U.N. special adviser Jan Egeland calls this past week very disappointing. He says the United Nations has been waiting for four days for the Syrian government to give the green light for the delivery of aid to 287,000 people in besieged and hard-to-reach areas.

Egeland says five convoys of food and other essential relief supplies are waiting for the go-ahead.

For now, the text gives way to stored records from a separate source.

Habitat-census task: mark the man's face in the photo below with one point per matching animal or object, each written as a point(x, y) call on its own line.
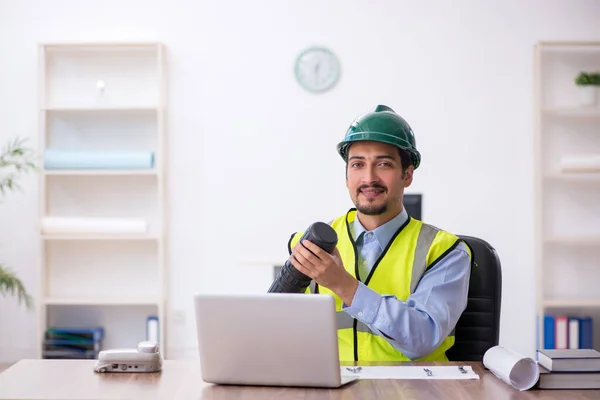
point(375, 179)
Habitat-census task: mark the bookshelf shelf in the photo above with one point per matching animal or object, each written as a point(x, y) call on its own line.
point(99, 301)
point(574, 240)
point(102, 136)
point(100, 172)
point(577, 303)
point(574, 112)
point(102, 109)
point(80, 237)
point(567, 183)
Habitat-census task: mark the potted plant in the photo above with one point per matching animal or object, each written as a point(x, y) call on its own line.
point(588, 83)
point(15, 159)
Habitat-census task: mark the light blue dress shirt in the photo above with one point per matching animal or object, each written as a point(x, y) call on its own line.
point(418, 325)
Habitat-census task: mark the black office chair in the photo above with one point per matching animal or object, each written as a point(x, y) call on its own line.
point(478, 328)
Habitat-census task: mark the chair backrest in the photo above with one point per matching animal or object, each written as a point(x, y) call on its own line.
point(478, 328)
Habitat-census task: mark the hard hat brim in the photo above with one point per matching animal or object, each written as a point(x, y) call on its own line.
point(342, 147)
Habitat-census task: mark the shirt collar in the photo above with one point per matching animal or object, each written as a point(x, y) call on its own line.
point(383, 233)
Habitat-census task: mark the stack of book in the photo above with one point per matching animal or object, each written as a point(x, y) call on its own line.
point(569, 369)
point(81, 343)
point(567, 332)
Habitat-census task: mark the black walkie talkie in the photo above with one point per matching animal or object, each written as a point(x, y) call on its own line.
point(289, 279)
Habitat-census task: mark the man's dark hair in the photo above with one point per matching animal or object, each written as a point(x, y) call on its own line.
point(405, 159)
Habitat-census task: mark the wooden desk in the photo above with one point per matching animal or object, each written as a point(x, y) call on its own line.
point(75, 379)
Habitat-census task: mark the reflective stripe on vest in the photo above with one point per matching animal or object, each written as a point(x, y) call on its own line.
point(413, 249)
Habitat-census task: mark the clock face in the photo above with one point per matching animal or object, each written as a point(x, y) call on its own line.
point(317, 69)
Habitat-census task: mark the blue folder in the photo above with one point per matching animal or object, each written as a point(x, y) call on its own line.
point(94, 159)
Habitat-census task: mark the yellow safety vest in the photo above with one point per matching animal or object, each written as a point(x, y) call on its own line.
point(413, 249)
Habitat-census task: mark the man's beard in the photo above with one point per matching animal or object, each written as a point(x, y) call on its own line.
point(370, 208)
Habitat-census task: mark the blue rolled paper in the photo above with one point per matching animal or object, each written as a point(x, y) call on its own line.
point(95, 159)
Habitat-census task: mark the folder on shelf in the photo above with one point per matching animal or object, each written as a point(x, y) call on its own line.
point(66, 225)
point(96, 159)
point(152, 328)
point(72, 343)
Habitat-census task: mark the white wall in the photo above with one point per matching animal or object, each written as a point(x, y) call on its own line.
point(252, 155)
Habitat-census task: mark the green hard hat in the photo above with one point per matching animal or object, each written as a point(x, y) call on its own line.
point(381, 125)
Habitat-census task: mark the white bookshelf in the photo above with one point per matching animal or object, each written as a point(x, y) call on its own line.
point(567, 199)
point(109, 98)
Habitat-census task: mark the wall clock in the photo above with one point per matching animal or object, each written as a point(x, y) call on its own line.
point(317, 69)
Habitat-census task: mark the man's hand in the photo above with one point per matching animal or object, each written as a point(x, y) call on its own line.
point(325, 269)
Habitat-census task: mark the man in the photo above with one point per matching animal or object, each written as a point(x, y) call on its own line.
point(400, 285)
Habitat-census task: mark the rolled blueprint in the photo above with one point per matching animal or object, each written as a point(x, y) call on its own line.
point(580, 164)
point(518, 371)
point(65, 225)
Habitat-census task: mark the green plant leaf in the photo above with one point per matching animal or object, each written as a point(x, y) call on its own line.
point(9, 283)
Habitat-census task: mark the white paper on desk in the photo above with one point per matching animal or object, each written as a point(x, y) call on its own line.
point(514, 369)
point(411, 372)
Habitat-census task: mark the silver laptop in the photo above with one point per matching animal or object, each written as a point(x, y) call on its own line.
point(273, 339)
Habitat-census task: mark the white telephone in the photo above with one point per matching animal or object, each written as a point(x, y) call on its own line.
point(146, 358)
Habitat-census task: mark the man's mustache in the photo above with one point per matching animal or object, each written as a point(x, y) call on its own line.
point(374, 186)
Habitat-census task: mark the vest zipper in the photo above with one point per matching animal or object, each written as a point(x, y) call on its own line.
point(357, 275)
point(355, 339)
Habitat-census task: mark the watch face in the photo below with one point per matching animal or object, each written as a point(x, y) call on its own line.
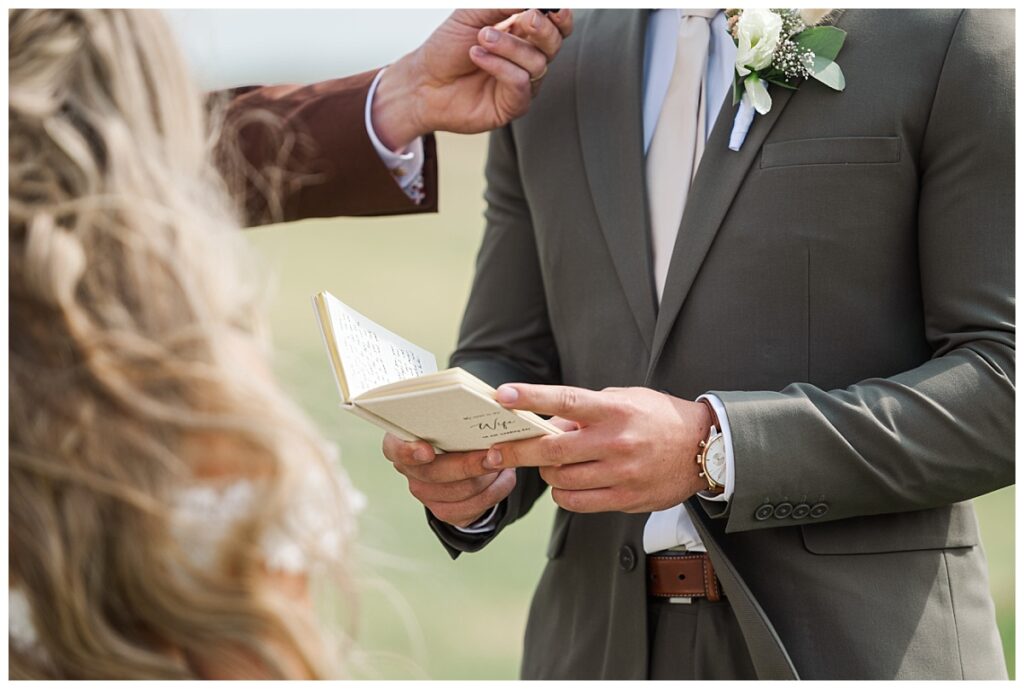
point(715, 460)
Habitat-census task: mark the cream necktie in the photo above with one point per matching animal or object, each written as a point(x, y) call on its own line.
point(679, 138)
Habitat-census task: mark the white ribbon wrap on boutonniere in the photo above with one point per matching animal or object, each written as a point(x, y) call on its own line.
point(781, 47)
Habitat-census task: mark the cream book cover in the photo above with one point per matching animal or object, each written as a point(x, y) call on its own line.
point(395, 385)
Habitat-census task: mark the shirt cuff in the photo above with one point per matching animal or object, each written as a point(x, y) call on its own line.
point(406, 167)
point(484, 524)
point(730, 465)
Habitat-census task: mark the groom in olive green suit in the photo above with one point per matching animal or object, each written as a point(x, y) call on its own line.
point(842, 287)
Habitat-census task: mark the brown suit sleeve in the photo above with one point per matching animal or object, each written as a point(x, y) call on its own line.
point(296, 152)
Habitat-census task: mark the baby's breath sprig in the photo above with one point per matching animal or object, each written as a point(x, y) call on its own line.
point(793, 59)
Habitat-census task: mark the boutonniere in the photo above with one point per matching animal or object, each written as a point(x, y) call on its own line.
point(781, 47)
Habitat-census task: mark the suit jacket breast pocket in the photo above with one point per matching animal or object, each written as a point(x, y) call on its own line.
point(839, 151)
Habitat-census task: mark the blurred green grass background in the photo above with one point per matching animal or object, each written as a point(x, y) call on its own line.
point(421, 614)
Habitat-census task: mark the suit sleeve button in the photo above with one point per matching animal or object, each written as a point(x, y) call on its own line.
point(627, 558)
point(782, 510)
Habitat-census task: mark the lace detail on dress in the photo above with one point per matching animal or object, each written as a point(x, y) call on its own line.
point(314, 527)
point(204, 515)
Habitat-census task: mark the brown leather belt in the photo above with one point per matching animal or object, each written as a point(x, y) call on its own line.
point(683, 575)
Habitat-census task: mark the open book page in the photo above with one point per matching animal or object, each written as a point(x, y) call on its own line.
point(456, 418)
point(372, 355)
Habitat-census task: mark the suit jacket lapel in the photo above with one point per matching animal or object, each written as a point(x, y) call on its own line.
point(609, 111)
point(718, 179)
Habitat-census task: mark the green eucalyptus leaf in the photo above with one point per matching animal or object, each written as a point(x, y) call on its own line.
point(822, 41)
point(780, 82)
point(828, 73)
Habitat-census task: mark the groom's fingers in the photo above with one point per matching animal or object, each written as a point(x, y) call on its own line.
point(579, 404)
point(448, 468)
point(600, 500)
point(407, 453)
point(518, 51)
point(455, 491)
point(468, 511)
point(539, 29)
point(547, 450)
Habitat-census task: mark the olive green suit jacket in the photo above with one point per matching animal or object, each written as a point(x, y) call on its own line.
point(844, 284)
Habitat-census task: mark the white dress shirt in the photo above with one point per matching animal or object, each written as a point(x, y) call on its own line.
point(671, 527)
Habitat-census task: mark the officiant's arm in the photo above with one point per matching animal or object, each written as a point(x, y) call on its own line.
point(301, 152)
point(363, 145)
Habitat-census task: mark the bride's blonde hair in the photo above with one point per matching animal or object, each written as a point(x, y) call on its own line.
point(136, 356)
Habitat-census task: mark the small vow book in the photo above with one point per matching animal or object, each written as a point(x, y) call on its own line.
point(392, 383)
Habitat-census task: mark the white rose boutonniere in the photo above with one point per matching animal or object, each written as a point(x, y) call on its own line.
point(777, 46)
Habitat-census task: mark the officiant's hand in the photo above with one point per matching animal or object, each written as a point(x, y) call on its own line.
point(455, 486)
point(633, 449)
point(477, 71)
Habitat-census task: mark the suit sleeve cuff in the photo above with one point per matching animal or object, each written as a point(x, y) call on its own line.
point(730, 462)
point(485, 524)
point(406, 167)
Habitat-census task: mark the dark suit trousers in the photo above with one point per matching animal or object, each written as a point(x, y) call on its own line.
point(696, 641)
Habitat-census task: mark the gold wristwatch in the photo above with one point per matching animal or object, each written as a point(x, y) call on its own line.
point(712, 456)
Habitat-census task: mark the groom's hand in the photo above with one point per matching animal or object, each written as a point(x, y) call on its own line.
point(473, 74)
point(455, 486)
point(633, 449)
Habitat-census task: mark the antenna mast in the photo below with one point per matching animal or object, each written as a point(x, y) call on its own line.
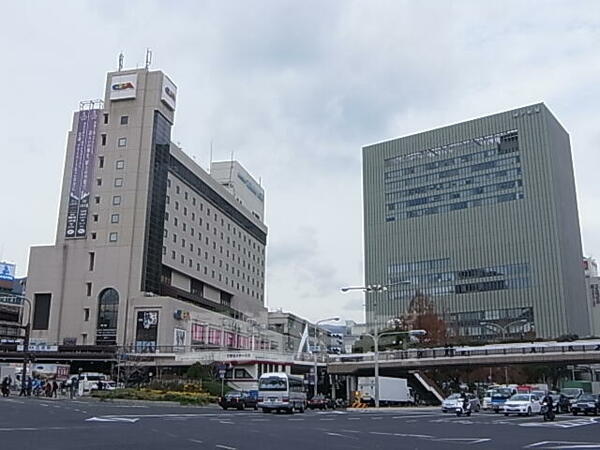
point(148, 58)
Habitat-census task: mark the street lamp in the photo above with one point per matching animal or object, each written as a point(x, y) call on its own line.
point(375, 338)
point(331, 319)
point(503, 329)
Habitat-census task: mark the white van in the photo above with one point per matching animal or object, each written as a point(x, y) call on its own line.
point(278, 391)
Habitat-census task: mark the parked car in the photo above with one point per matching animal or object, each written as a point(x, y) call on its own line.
point(487, 399)
point(238, 400)
point(520, 404)
point(499, 397)
point(559, 402)
point(587, 403)
point(321, 402)
point(572, 395)
point(455, 400)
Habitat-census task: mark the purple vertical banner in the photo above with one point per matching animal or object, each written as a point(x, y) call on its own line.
point(81, 174)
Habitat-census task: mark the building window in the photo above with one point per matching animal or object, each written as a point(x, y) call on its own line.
point(108, 309)
point(41, 311)
point(92, 260)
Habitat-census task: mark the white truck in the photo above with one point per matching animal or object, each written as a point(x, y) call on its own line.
point(392, 391)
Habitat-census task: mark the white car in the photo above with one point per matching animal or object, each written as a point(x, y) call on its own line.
point(527, 404)
point(455, 400)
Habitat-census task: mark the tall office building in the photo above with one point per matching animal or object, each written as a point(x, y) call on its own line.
point(150, 249)
point(479, 221)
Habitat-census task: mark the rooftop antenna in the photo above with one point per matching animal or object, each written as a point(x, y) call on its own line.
point(148, 58)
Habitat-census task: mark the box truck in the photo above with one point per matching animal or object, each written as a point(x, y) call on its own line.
point(392, 391)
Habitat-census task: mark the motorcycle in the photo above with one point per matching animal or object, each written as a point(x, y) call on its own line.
point(547, 412)
point(464, 408)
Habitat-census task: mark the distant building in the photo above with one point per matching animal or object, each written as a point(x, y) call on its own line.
point(481, 218)
point(10, 316)
point(292, 328)
point(150, 249)
point(592, 284)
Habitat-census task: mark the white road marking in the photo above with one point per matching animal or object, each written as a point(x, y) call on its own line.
point(563, 445)
point(112, 419)
point(340, 435)
point(562, 424)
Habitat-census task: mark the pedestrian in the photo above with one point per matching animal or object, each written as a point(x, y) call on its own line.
point(29, 386)
point(48, 389)
point(6, 387)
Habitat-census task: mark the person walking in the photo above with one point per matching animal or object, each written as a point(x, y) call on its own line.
point(6, 387)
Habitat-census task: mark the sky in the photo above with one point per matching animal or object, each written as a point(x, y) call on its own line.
point(294, 90)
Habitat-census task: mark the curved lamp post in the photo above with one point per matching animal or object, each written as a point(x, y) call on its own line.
point(376, 337)
point(331, 319)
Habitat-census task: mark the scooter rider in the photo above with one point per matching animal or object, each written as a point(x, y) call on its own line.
point(549, 411)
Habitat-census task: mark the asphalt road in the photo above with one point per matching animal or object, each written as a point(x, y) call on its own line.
point(89, 425)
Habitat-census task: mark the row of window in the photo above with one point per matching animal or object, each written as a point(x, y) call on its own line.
point(460, 146)
point(222, 278)
point(462, 171)
point(447, 277)
point(457, 183)
point(456, 206)
point(187, 196)
point(466, 193)
point(466, 288)
point(500, 149)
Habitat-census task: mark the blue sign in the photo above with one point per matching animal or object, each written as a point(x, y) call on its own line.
point(7, 271)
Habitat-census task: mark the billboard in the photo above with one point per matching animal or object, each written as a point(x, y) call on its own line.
point(81, 173)
point(168, 93)
point(146, 334)
point(123, 87)
point(179, 339)
point(7, 271)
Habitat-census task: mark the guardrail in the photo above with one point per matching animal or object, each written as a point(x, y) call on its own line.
point(520, 348)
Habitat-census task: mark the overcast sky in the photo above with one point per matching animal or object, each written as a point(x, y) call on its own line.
point(294, 90)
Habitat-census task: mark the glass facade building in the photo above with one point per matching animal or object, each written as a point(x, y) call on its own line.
point(480, 218)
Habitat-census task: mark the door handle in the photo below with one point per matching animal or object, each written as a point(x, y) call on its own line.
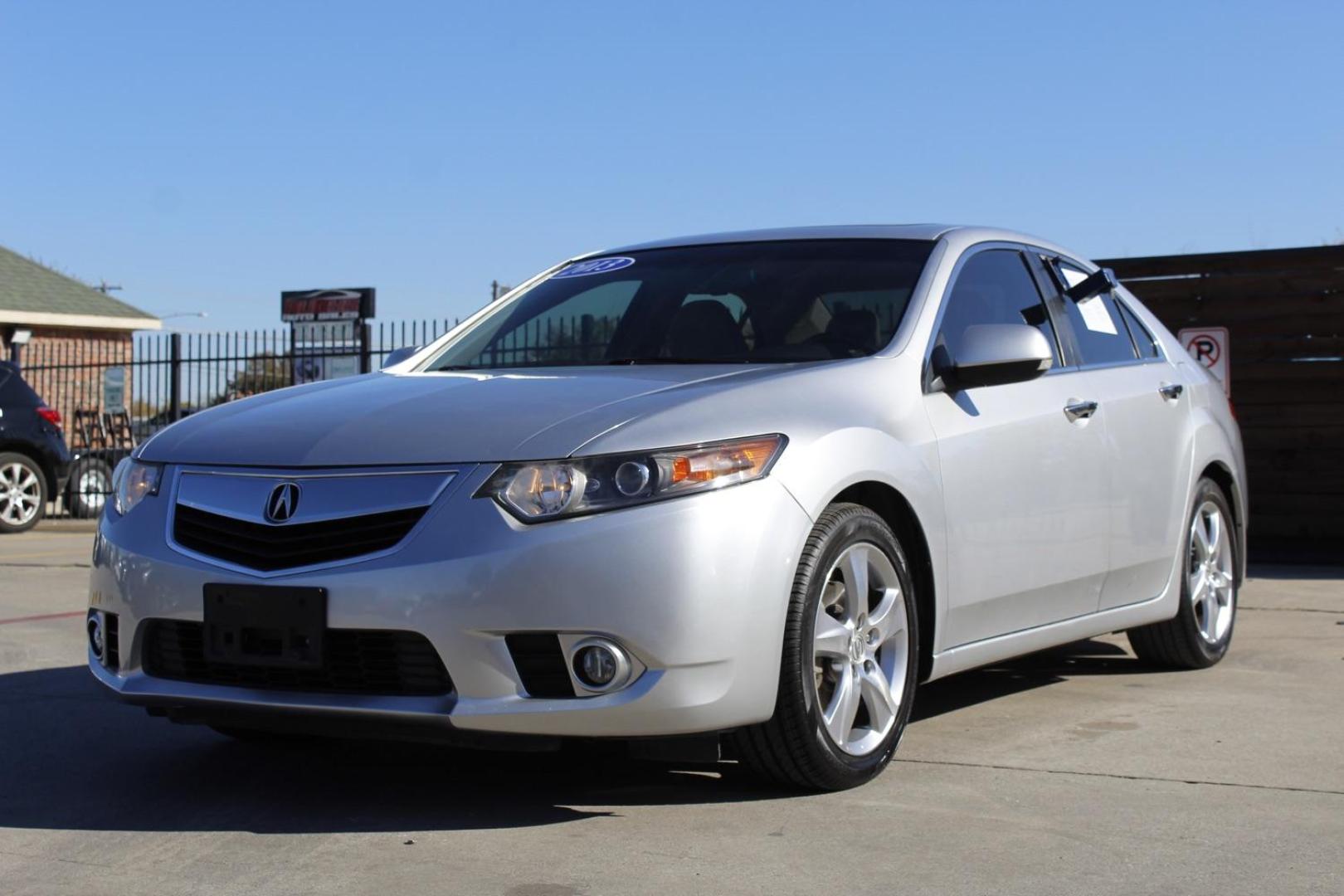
point(1079, 410)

He says aid agencies only have been able to deliver supplies to 45,000 people during the past week. He says opposition forces also have blocked the entry of some relief. But he says the government bears the major responsibility for this impasse, since 15 of 18 besieged areas are under its control.

Syrian army soldiers stand on the ruins of the Temple of Bel in the historic city of Palmyra, in Homs Governorate, Syria, April 1, 2016.
Syrian army soldiers stand on the ruins of the Temple of Bel in the historic city of Palmyra, in Homs Governorate, Syria, April 1, 2016.

Egeland says access to these areas is particularly crucial as the United Nations is entering the intensive phase of a big national vaccination campaign.

“There are problems in many places in going as planned. The appeal to the government and to the armed opposition groups, do not stop our volunteers and our health workers that are to vaccinate millions of children for epidemic disease," said Egeland.

Egeland says the one positive note in this otherwise grim scenario is the United Nations likely will be able to do major evacuations of wounded, sick, and their relatives from four towns under siege in the near future.

“Altogether, it could be up to 500 people. It is one of the biggest medical evacuations that have been planned. We hope it will happen, because it will happen from places where people have recently bled to death, died totally unnecessary because there were no medical evacuations," he said.

Egeland says in this situation of life and death, medical evacuations, medical assessment missions, and assistance, should be routine. He says they should not be one-time situations or be used by the warring parties for political purposes.